Richard Lambert Carboneau
Richard Lambert Carboneau was born in Minneapolis, Minnesota, on January 16, 1924, the son of Vincent and Jessie Foote Carboneau. The Carboneau family moved to Avon Township when Richard was a teenager and lived on Longview Street in the Brooklands area. Richard attended Rochester High School and graduated in the class of 1942.

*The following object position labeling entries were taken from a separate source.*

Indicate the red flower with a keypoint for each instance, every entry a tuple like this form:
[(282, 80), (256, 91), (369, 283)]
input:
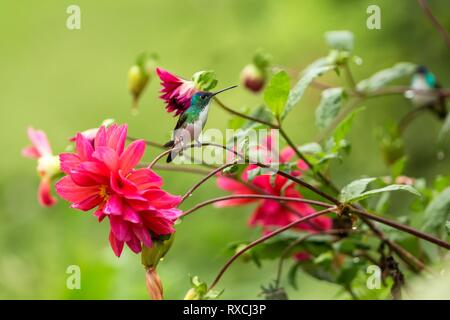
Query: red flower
[(271, 213), (176, 92), (48, 164), (101, 175)]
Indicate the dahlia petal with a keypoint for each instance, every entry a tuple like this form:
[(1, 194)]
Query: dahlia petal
[(130, 215), (160, 199), (108, 156), (83, 179), (69, 162), (113, 205), (99, 214), (132, 155), (88, 203), (116, 136), (97, 169), (143, 235), (71, 192), (30, 152), (116, 245), (119, 227), (45, 197), (40, 142), (123, 186), (157, 223), (145, 178)]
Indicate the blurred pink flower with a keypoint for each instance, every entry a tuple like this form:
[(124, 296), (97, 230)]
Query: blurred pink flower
[(176, 92), (270, 213), (48, 164), (101, 174)]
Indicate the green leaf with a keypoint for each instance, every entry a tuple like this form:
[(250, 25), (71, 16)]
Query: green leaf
[(437, 212), (205, 80), (355, 189), (384, 77), (398, 167), (277, 92), (340, 40), (329, 107), (299, 89), (344, 127)]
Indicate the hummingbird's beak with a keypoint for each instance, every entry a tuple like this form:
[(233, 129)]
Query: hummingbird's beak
[(217, 92)]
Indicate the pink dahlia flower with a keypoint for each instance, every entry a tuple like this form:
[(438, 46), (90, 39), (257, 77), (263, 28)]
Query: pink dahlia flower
[(101, 174), (270, 213), (48, 164), (176, 92)]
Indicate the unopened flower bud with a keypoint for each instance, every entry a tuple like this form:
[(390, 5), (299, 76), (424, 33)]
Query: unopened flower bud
[(48, 165), (154, 285), (192, 294), (137, 80), (253, 78), (151, 256)]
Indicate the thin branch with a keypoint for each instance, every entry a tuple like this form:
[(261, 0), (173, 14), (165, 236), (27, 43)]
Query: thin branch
[(404, 228), (206, 178), (242, 115), (168, 167), (264, 238), (324, 179), (193, 145), (292, 245), (255, 196), (427, 11), (147, 142)]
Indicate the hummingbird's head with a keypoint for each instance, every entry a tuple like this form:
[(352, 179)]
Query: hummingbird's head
[(202, 98), (422, 70)]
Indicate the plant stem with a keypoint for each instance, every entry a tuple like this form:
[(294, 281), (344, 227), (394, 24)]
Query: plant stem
[(264, 238), (242, 115), (404, 228), (204, 179), (165, 167), (255, 196)]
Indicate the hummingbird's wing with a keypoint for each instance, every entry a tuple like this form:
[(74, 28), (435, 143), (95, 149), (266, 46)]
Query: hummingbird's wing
[(181, 120), (440, 106)]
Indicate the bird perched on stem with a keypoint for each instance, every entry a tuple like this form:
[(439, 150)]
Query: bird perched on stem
[(191, 122)]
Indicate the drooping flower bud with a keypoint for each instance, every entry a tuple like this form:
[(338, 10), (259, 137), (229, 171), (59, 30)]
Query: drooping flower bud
[(199, 291), (139, 75), (48, 165), (254, 75)]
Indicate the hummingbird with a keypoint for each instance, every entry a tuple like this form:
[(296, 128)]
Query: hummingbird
[(191, 122), (425, 95)]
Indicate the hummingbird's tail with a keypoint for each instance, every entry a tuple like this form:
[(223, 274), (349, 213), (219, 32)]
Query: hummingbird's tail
[(169, 144)]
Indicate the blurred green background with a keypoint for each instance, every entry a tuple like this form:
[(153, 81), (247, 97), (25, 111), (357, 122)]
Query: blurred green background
[(64, 80)]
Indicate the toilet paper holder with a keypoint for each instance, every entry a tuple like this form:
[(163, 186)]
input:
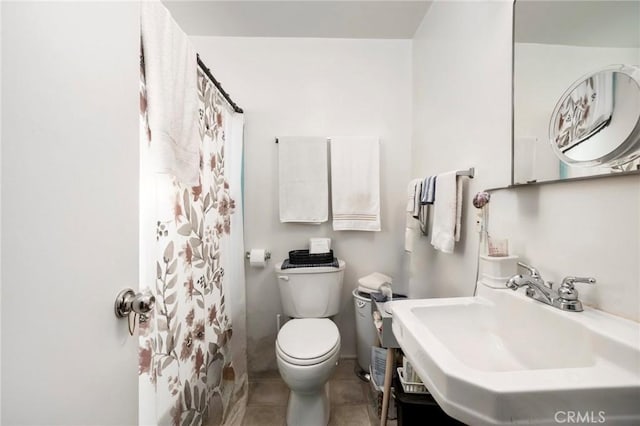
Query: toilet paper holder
[(267, 255)]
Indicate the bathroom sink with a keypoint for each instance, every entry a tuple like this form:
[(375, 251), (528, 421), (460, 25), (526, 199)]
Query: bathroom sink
[(502, 358)]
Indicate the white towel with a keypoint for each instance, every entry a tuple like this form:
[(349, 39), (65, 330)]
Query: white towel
[(355, 184), (171, 75), (303, 179), (447, 212)]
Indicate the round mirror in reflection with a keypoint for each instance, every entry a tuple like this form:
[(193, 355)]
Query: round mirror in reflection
[(596, 122)]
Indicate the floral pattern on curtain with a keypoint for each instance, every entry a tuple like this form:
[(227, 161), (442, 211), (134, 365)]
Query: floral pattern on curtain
[(185, 343)]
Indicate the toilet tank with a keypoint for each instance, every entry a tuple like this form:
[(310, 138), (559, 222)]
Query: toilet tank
[(310, 292)]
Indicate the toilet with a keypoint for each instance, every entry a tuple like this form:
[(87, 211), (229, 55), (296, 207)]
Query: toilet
[(308, 345)]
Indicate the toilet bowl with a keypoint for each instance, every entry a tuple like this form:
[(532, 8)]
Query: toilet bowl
[(307, 352)]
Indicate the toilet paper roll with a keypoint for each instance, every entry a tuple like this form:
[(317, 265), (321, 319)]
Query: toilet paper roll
[(257, 258)]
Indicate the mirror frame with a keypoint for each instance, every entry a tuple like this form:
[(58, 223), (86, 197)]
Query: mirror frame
[(513, 184)]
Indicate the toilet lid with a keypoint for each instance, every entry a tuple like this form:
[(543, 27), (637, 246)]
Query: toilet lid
[(308, 338)]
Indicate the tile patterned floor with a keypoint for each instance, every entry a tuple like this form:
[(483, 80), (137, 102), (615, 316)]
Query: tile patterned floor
[(351, 403)]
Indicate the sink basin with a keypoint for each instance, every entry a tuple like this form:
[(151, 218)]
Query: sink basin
[(502, 358)]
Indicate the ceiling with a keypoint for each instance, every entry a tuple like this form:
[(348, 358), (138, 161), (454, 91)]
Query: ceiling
[(395, 19), (602, 23)]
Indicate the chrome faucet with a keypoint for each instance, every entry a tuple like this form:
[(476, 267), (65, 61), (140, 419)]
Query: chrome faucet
[(565, 298)]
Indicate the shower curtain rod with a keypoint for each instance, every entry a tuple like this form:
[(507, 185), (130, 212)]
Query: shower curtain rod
[(216, 83)]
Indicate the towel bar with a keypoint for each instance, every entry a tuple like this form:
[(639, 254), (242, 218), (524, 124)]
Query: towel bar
[(470, 173)]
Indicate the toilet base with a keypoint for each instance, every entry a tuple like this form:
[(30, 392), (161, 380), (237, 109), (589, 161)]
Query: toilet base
[(309, 409)]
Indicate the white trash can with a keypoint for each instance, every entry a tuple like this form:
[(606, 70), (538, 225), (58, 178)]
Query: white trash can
[(366, 334)]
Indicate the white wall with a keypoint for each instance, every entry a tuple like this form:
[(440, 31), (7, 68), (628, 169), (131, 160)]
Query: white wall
[(315, 87), (462, 52), (70, 76), (461, 118)]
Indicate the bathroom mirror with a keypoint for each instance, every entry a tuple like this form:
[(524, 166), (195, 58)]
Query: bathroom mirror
[(575, 114)]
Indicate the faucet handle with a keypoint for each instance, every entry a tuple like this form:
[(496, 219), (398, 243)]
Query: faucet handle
[(568, 282), (567, 290), (533, 271)]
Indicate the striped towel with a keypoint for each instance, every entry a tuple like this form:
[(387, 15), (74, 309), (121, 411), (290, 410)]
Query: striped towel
[(355, 184)]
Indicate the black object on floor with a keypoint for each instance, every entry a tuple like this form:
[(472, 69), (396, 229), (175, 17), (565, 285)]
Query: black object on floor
[(419, 409)]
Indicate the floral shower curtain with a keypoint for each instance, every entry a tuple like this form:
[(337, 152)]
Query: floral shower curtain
[(192, 354)]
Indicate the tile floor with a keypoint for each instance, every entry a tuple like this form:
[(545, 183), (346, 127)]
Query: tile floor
[(350, 399)]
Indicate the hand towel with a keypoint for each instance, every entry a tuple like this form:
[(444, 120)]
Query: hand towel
[(413, 212), (411, 232), (447, 211), (171, 75), (411, 194), (303, 179), (428, 195), (416, 199), (355, 184)]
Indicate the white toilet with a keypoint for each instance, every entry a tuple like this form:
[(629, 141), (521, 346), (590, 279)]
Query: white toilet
[(308, 346)]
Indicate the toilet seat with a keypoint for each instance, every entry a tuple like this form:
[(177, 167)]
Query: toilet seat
[(307, 341)]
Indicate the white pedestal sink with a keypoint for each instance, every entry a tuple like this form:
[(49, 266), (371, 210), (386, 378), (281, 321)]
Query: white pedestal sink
[(502, 358)]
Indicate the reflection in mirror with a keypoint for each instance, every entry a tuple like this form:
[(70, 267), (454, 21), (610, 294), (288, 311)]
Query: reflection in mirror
[(596, 122), (565, 125)]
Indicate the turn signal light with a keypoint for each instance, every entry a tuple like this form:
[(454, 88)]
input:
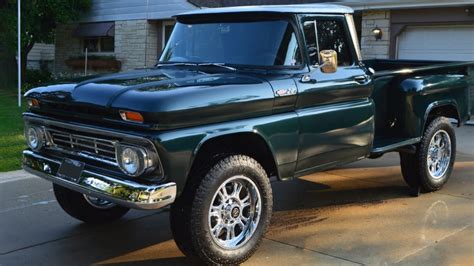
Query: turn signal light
[(131, 116), (33, 103)]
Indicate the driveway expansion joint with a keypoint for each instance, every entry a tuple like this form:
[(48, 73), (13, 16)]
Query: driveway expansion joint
[(312, 250)]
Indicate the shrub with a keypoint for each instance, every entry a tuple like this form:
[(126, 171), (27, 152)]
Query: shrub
[(35, 78)]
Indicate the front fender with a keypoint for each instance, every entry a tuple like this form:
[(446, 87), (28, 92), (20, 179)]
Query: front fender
[(178, 148)]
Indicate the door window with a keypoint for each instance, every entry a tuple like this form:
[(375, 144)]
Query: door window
[(327, 34)]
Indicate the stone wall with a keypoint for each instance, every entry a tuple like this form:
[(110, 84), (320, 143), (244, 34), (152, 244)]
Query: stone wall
[(137, 44), (66, 46), (370, 47)]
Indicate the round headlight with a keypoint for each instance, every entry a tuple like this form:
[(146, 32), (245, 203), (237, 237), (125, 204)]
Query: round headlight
[(133, 160), (130, 161), (34, 138)]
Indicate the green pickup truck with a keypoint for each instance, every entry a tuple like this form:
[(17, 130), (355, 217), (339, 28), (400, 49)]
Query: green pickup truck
[(238, 96)]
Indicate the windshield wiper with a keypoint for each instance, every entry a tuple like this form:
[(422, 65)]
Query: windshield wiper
[(221, 65), (175, 64)]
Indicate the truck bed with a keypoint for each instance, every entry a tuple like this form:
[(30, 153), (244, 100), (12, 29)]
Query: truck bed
[(405, 89)]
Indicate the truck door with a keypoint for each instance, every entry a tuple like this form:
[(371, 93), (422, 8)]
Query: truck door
[(336, 115)]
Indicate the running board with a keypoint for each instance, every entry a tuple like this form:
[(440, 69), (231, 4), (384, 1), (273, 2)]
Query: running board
[(394, 146)]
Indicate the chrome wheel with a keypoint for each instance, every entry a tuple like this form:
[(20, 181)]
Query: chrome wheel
[(234, 212), (99, 203), (439, 154)]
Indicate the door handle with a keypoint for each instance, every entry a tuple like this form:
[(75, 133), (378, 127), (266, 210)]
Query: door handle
[(361, 79), (307, 79)]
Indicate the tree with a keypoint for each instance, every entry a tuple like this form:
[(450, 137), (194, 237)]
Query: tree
[(39, 19)]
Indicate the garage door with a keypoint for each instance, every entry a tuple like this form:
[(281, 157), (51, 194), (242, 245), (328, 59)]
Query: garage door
[(450, 43)]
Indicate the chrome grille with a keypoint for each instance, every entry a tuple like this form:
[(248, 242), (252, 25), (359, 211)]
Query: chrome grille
[(87, 146)]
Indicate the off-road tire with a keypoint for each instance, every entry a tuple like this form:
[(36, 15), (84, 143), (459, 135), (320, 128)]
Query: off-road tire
[(75, 204), (414, 166), (200, 239)]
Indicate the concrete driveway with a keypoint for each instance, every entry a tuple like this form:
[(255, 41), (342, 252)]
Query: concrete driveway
[(360, 214)]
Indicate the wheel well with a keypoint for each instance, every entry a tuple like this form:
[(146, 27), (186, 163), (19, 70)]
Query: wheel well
[(449, 111), (249, 144)]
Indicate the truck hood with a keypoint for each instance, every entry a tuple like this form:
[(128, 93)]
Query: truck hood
[(167, 98)]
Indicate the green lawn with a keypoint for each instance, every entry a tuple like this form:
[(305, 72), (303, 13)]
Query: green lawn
[(11, 131)]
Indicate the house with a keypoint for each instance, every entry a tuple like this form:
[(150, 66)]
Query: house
[(124, 35), (134, 32), (118, 35), (41, 56)]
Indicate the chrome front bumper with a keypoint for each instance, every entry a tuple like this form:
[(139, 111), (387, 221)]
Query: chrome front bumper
[(122, 192)]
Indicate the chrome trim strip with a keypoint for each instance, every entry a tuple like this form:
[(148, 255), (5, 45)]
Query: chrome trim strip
[(126, 193)]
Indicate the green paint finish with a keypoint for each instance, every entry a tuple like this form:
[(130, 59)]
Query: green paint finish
[(309, 124)]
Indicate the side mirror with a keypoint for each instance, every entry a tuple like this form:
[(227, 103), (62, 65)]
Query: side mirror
[(328, 61)]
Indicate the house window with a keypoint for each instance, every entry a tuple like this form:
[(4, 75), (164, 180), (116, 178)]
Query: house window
[(168, 27), (99, 44), (97, 37)]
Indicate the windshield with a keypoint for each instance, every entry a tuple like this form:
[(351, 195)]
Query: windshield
[(251, 43)]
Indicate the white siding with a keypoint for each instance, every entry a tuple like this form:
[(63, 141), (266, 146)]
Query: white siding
[(115, 10)]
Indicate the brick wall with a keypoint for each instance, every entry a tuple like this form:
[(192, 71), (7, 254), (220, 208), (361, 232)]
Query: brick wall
[(370, 47)]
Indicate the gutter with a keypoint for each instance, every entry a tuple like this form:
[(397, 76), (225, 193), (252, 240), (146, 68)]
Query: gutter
[(386, 5)]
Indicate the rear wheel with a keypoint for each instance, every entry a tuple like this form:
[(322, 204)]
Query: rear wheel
[(87, 208), (431, 166)]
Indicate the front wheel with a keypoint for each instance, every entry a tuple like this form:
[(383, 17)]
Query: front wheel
[(431, 166), (230, 211)]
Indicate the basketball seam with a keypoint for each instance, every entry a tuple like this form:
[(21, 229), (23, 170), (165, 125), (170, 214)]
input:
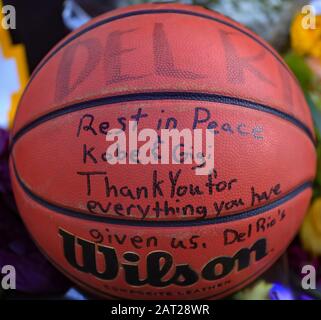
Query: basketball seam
[(93, 289), (153, 96), (142, 12), (155, 11), (152, 223)]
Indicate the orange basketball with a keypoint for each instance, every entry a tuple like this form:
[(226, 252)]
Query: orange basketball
[(159, 231)]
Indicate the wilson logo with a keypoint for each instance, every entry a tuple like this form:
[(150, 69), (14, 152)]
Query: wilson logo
[(159, 264)]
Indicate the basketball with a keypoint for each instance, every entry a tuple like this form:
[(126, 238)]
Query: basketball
[(122, 227)]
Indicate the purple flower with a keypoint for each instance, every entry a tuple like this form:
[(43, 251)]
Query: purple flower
[(34, 274)]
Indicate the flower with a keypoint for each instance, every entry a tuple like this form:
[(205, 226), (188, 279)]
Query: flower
[(34, 274), (310, 233)]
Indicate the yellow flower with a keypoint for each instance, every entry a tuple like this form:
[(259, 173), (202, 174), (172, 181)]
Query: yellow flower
[(306, 41), (310, 232)]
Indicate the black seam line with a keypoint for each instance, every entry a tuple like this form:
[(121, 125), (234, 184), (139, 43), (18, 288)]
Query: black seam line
[(153, 223), (156, 11), (152, 96)]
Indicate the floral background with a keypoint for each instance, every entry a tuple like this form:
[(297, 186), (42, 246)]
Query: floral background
[(280, 23)]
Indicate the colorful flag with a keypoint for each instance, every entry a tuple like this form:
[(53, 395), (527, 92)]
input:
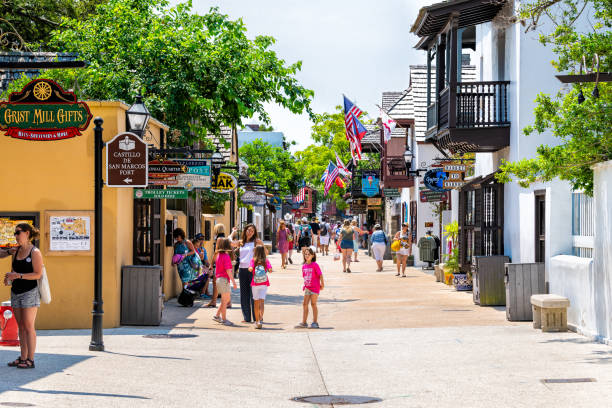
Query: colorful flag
[(342, 168), (388, 124), (332, 174)]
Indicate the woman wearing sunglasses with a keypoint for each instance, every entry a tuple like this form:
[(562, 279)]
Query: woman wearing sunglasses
[(25, 298)]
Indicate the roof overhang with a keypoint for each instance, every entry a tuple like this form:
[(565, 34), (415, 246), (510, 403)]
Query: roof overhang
[(432, 19)]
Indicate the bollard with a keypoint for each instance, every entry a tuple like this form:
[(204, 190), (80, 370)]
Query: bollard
[(8, 324)]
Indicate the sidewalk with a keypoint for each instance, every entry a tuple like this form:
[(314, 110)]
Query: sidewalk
[(411, 342)]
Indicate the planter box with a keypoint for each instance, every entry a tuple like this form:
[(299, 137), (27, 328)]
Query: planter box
[(488, 277), (522, 281)]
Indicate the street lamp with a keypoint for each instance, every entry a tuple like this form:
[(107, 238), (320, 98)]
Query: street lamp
[(138, 117)]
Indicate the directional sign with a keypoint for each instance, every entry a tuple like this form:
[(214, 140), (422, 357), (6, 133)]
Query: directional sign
[(225, 183), (177, 194), (191, 181), (126, 161)]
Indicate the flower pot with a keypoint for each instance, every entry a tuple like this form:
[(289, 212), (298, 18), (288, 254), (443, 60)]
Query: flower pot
[(462, 282)]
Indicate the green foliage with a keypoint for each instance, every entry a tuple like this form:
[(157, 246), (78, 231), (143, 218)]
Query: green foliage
[(195, 72), (584, 130), (33, 20), (269, 165), (328, 133)]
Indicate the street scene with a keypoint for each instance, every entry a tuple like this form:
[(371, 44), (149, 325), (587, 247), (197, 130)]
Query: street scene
[(283, 204)]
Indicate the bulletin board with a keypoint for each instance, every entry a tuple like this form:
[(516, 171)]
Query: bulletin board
[(69, 233)]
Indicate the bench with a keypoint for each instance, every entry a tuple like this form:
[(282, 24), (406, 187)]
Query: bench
[(550, 312)]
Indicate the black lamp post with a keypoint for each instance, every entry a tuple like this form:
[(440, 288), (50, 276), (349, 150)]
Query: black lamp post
[(138, 117)]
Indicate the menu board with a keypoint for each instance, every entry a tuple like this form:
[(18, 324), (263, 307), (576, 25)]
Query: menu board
[(7, 230), (69, 233)]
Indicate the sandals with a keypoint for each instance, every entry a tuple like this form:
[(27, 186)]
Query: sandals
[(27, 363), (16, 362)]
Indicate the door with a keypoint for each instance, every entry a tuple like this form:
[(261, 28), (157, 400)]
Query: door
[(540, 226)]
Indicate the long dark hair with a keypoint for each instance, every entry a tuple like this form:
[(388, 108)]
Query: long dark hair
[(224, 245), (259, 256), (244, 236)]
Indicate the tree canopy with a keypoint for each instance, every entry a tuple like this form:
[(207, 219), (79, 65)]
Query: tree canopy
[(196, 72), (585, 129)]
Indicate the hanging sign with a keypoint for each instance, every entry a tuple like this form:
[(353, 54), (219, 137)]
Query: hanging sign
[(391, 192), (177, 194), (127, 157), (224, 183), (369, 184), (434, 179), (43, 111)]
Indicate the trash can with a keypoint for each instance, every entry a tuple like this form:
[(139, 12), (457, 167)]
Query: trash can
[(488, 280), (522, 281), (141, 295)]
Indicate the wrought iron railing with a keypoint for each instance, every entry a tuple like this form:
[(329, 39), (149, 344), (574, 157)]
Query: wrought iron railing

In August 1942, Richard enlisted in the U.S. Army Air Forces. He was trained as a gunner/bombardier aboard the B-17 Flying Fortress and assigned to the 322nd Bomb Squadron, 91st Bombardment Group, based in England. On January 22, 1945, Richard was one of the crew aboard a B-17 nicknamed “Take It Easy,” tasked with bombing oil fields at Sterkrade, Germany. After hitting the assigned target and heading toward home, “Take It Easy” was jumped by German fighters and heavily damaged. The ship’s three gunners were all injured by shrapnel, and shells exploding in the aircraft severed oxygen lines, electrical connections, communications, and damaged all instruments except the magnetic compass. Richard later described the situation for an Army Times reporter:
“Take It Easy” couldn’t have taken much more. Our oxygen was running out, so we let down to a lower altitude. We had to leave the formation, but the navigator did a swell job in getting us home the shortest way, yet avoiding all the dangerous flak areas.
As the B-17 limped homeward, the crew had to make in-flight repairs in order to land safely. Once on the ground, they learned while inspecting the airplane that an unexploded shell was lodged in one of the bomber’s fuel tanks.
Richard completed a total of 33 successful combat missions aboard the B-17 in the European Theater. He was awarded the Air Medal with four oak leaf clusters.
After the war, Richard settled in California and became a newspaper reporter for the San Rafael Independent Journal.
Richard Lambert Carboneau died at age 69 on December 1, 1993.